Стратегос принял эстле Игнатию во время приватного завтрака. Но, поскольку в нем участвовала и Аурелия, с женщиной народа ашаканидов для сохранения равновесия за стол сел ее молчаливый племенник с индусской морфой — странный выбор как для поверенного эгипетского кратистоса. Так что они сидели друг напротив друга: Аурелия и индус, Бербелек и ашаканидийка. Еду подавали корабельные доулосы под надзором Поре. Были открыты все иллюминаторы, дул теплый, освежающий утренний бриз, запах моря прогнал тяжелые испарения благовоний и парфюмерии. Сам бриз не был настолько сильным, чтобы раскачать «Филиппа Апостола», но в месте такого скопления демиургосов и текнитесов моря и ветра всегда было беспокойно, фронты сталкивались, океанос бурлил — в капитанском салоне «Филиппа» звенела посуда, хлюпали жидкости, несколько круглых плодов выпало с блюда и покатилось по столу, Аурелия подхватила их в самый последний момент.

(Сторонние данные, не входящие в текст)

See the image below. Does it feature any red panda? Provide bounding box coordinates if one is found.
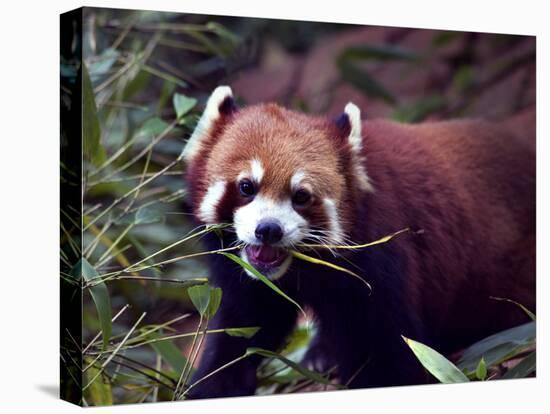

Это было ошибкой: из ее руки голубым языком выстрелил огонь. Эстле Игнатия на полуслове прервала перечисление новейших александрийских сплетен, едва передав Бербелеку шутливые приветы от Алитеи и Шулимы, каких-то общих эгипетских знакомых. Замигав, она уставилась на Аврелию. Та медленно положила фрукты на место и опустила глаза. Она бы покраснела, если бы румянец не представлял для нее противоречия самого по себе. Вместо этого она плотнее завязала плащ из шерсти хумии и поправила складки широких рукавов.
— Тебе не жарко в этом, дитя мое? — обратилась к ней эстле Игнатия.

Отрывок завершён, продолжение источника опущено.